The objective of this study was to develop an in vivo model to assess thermoregulatory response of lactating dairy cows to heat stress. Hyperthermia occurring for 10 to 12 hours after LH surge reduces quality of maturing oocyte, thereby reducing fertility. Between the months of February through May, cows were transported to a climate-controlled facility and maintained at a temperature-humidity index (THI) of 65.9 ± [plus or minus] 0.2 (thermoneutral) or exposed to increases in THI of 0.8 ± 0.1 units per hour (heat stress) for 12 hours before rapidly cooling to thermoneutral conditions. Mixed model regressions with repeated measures were used to test respiration rates (RR) and rectal temperature (RT). Within 40 and 110 min of increasing THI, RR increased in a quadratic fashion (P < [less than] 0.001); RT increased by 0.04 ± 0.1° [degree] C (P < 0.001) per unit THI. Changes in RR lagged THI and preceded rises in RT by 30 min. Average THI 3-days prior to treatment influenced changes in RR (P = [equal] 0.050) and RT (P < 0.001). Increased RR was more noticeable in heat-stressed cows when prior THI was in the 40s than low 60s. Rectal temperature of heat-stressed cows was 0.8 ± 0.02°C lower when prior THI was in the 40s versus low 60s.
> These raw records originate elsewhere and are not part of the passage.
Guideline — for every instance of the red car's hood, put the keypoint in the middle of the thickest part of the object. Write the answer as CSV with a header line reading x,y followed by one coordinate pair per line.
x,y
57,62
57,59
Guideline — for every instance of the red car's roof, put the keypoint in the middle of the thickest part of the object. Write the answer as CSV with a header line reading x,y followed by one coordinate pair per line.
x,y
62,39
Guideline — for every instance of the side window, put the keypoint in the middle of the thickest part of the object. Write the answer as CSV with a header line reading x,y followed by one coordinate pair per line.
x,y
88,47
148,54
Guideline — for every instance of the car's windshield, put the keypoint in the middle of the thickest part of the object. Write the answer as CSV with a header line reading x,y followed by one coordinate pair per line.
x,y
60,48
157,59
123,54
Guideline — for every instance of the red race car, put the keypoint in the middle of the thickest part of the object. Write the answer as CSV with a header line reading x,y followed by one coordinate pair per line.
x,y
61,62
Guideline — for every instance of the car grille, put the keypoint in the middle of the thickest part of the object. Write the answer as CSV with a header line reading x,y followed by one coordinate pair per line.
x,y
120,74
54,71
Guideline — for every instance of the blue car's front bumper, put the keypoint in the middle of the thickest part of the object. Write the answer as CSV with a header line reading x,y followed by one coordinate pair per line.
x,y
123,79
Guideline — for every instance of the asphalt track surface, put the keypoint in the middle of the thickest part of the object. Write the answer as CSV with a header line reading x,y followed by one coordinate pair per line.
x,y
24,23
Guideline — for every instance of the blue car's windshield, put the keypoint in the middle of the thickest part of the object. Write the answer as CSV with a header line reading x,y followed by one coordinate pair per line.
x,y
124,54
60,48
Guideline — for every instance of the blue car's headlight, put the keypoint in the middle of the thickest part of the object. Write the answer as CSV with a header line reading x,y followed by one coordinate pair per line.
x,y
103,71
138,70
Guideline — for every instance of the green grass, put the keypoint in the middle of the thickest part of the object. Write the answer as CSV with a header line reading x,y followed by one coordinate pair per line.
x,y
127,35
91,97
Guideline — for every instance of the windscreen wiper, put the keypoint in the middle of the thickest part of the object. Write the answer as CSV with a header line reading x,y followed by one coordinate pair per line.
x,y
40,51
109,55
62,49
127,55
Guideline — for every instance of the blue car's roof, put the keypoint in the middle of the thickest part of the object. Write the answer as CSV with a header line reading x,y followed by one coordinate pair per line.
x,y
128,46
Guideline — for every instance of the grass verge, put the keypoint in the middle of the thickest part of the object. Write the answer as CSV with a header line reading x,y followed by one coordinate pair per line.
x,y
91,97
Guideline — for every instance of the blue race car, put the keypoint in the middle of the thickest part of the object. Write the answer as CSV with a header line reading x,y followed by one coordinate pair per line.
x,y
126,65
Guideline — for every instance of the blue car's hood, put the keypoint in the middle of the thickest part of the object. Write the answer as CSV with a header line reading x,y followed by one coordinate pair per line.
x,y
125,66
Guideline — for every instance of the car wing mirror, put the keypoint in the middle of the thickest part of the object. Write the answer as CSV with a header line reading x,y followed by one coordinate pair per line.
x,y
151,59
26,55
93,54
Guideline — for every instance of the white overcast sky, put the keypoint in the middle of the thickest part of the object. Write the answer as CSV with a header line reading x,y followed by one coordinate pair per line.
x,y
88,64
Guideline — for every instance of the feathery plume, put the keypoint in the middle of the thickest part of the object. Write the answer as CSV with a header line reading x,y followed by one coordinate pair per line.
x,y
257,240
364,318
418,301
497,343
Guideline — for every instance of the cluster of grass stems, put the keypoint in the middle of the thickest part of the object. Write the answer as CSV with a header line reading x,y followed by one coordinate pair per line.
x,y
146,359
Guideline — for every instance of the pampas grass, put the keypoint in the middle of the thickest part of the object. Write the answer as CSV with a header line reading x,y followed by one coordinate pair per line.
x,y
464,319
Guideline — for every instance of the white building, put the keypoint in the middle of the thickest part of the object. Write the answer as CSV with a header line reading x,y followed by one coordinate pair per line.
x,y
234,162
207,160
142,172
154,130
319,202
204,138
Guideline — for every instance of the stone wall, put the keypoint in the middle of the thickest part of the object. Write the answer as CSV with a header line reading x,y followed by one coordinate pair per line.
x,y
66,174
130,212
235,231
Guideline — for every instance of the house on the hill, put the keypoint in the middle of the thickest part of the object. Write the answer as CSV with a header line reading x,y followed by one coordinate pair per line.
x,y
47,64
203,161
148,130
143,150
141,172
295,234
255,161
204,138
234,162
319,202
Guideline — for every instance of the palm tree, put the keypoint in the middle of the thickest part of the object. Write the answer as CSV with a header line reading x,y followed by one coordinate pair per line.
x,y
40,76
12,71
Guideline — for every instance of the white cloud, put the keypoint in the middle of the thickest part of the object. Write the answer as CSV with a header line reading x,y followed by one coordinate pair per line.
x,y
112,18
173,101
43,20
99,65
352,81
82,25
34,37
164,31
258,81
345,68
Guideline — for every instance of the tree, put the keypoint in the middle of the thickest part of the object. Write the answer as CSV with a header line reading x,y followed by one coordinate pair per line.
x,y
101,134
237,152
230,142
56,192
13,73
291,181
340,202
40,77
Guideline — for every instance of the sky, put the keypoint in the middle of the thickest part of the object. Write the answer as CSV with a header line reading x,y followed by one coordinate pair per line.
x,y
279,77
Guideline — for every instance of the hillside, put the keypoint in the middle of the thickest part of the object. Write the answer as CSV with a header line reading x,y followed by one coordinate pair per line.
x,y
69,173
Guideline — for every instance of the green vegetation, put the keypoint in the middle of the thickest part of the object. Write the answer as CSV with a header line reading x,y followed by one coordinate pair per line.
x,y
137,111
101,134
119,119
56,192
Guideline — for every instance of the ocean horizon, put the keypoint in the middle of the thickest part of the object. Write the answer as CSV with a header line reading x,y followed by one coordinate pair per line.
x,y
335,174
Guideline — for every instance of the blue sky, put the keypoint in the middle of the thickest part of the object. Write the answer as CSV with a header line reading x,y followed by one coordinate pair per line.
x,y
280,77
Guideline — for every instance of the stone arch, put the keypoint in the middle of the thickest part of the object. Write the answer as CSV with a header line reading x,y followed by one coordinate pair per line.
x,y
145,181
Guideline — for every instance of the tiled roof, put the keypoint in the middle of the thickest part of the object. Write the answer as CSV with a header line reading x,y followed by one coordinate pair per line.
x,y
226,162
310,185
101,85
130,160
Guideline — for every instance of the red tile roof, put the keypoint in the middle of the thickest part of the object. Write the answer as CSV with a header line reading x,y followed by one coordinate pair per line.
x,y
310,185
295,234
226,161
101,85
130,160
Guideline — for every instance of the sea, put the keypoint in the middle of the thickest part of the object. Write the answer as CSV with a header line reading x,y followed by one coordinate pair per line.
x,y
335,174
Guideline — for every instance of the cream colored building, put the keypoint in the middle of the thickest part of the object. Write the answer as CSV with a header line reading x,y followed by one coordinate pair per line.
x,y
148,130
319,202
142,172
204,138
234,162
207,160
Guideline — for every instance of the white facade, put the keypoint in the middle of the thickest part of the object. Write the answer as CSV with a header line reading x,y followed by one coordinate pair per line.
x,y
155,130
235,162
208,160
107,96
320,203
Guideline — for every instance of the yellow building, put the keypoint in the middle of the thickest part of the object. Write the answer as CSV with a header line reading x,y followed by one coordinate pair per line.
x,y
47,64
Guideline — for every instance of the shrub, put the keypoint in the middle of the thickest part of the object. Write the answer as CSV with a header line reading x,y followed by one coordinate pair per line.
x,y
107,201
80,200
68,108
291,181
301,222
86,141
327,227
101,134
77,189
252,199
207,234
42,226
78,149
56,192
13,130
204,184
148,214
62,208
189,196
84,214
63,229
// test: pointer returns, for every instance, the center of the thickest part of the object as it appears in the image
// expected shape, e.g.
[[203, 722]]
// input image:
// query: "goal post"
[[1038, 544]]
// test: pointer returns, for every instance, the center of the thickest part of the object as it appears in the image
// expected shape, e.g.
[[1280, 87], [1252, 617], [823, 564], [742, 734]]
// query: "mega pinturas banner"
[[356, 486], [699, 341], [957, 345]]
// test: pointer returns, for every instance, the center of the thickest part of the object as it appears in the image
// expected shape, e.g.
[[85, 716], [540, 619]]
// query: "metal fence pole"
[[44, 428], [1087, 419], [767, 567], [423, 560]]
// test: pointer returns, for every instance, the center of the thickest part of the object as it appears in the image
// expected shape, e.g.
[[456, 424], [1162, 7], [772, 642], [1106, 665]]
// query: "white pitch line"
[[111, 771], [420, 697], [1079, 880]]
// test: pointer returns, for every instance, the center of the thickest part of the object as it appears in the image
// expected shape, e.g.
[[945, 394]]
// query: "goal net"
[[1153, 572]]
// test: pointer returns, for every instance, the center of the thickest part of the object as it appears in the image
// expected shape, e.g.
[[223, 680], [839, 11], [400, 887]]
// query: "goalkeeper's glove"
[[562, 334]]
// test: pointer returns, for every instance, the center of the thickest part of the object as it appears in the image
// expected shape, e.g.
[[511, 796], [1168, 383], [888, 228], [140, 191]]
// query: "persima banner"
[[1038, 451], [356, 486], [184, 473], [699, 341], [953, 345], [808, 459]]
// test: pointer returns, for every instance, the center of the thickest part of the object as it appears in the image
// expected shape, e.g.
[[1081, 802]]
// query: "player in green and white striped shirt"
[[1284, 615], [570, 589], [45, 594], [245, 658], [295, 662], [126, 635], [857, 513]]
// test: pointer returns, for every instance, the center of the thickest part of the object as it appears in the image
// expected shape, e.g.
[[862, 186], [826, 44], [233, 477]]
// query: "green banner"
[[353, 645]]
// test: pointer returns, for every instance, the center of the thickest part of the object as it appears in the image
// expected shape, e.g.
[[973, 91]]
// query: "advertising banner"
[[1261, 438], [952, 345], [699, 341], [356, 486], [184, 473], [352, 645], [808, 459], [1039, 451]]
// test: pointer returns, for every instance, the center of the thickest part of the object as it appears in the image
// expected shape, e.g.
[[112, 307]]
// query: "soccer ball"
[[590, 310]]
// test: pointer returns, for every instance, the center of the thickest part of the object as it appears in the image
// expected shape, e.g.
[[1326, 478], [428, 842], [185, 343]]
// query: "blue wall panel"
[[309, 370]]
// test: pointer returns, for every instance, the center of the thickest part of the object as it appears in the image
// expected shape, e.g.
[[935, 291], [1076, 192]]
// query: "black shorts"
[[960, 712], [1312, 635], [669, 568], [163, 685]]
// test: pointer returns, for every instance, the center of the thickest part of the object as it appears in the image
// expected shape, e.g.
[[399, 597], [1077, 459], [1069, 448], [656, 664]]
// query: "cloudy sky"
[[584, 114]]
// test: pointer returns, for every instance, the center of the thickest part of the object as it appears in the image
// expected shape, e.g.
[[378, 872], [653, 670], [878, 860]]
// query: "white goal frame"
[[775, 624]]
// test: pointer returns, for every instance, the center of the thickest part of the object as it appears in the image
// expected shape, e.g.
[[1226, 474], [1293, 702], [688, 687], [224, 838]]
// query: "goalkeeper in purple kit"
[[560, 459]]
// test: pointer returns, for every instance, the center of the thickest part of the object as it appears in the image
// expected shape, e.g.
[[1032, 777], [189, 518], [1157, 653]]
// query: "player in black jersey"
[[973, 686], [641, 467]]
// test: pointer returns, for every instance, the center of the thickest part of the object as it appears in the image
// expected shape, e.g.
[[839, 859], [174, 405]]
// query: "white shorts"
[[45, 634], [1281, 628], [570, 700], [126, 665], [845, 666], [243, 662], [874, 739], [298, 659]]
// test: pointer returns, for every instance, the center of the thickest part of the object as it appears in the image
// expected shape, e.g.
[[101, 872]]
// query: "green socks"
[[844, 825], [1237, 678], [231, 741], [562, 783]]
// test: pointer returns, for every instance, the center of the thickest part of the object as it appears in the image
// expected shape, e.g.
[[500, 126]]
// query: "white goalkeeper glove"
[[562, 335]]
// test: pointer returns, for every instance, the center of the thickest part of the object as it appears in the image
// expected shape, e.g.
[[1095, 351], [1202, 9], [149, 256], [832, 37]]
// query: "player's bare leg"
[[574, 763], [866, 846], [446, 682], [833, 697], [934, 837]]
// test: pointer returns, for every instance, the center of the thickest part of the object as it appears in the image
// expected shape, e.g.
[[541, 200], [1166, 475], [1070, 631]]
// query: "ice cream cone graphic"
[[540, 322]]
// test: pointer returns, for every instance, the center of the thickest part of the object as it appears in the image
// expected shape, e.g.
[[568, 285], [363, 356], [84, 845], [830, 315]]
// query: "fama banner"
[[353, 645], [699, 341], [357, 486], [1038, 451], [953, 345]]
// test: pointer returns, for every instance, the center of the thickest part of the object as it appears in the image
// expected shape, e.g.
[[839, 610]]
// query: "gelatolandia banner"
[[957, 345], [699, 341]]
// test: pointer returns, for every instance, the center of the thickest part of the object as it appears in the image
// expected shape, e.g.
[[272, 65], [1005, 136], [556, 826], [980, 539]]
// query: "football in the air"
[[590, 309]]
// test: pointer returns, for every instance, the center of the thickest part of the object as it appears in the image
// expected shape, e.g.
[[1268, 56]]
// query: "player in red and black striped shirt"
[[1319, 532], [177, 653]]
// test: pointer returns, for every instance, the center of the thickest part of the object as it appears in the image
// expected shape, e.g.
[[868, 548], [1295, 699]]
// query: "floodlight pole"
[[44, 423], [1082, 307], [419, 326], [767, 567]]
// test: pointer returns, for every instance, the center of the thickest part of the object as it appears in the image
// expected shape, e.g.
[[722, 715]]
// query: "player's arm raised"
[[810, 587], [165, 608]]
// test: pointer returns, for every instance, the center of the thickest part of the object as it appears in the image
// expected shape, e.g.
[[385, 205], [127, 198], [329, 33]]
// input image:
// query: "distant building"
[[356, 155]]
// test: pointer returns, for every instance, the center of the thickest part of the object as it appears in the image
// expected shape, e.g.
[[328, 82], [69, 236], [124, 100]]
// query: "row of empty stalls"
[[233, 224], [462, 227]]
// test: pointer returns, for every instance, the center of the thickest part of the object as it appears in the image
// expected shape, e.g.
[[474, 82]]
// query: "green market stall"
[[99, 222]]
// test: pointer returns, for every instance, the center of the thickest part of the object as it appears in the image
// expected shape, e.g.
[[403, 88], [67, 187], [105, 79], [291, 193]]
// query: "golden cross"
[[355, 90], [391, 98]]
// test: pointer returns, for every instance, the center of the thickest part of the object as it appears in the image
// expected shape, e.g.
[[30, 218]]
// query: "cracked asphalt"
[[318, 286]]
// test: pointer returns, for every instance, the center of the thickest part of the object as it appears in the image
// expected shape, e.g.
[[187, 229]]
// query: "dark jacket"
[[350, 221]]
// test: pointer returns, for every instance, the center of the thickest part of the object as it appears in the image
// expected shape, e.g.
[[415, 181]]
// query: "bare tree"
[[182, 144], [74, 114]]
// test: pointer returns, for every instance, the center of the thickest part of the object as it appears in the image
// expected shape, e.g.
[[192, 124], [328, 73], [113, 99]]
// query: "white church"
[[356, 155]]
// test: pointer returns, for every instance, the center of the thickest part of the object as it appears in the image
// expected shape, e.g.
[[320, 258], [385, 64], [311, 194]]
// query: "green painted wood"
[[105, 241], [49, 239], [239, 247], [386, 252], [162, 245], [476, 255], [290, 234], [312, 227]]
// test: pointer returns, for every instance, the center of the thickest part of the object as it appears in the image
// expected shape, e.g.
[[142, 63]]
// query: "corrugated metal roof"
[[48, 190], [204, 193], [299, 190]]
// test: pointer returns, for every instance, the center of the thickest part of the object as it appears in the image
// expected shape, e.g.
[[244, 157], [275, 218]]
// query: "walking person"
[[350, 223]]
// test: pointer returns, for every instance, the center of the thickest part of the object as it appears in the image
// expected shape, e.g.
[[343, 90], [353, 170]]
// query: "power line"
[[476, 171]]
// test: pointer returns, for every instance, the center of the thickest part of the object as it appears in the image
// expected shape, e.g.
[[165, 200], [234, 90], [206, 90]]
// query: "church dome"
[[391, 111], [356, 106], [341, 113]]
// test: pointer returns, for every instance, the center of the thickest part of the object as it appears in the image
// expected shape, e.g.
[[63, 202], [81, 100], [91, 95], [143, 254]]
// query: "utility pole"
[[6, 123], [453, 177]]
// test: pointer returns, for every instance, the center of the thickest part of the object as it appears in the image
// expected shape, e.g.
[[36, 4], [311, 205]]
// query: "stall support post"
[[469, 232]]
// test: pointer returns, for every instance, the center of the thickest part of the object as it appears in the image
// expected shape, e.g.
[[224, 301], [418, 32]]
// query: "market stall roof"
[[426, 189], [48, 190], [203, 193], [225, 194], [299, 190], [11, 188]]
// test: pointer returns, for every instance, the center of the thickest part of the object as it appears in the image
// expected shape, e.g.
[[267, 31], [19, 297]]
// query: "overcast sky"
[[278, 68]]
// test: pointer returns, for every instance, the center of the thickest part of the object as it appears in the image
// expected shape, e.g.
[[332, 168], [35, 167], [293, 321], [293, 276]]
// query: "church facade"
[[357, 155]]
Progesterone and LH levels before treatment were predictive of thermoregulatory response in heat-stressed cows. Rapid cooling decreased RR by 0.6 ± 0.1 bpm (P < 0.001) and RT by 0.02 ± 0.002°C per min (P < 0.002). Speed and magnitude of thermoregulatory changes to an acute heat stress and after sudden cooling emphasizes the importance of strategic cooling before ovulation. Efforts to do so when prior THI approaches levels expected to induce mild stress are especially important. Respiration rate is a useful indicator of the degree of hyperthermia a lactating cow is experiencing during an acute heat stress event.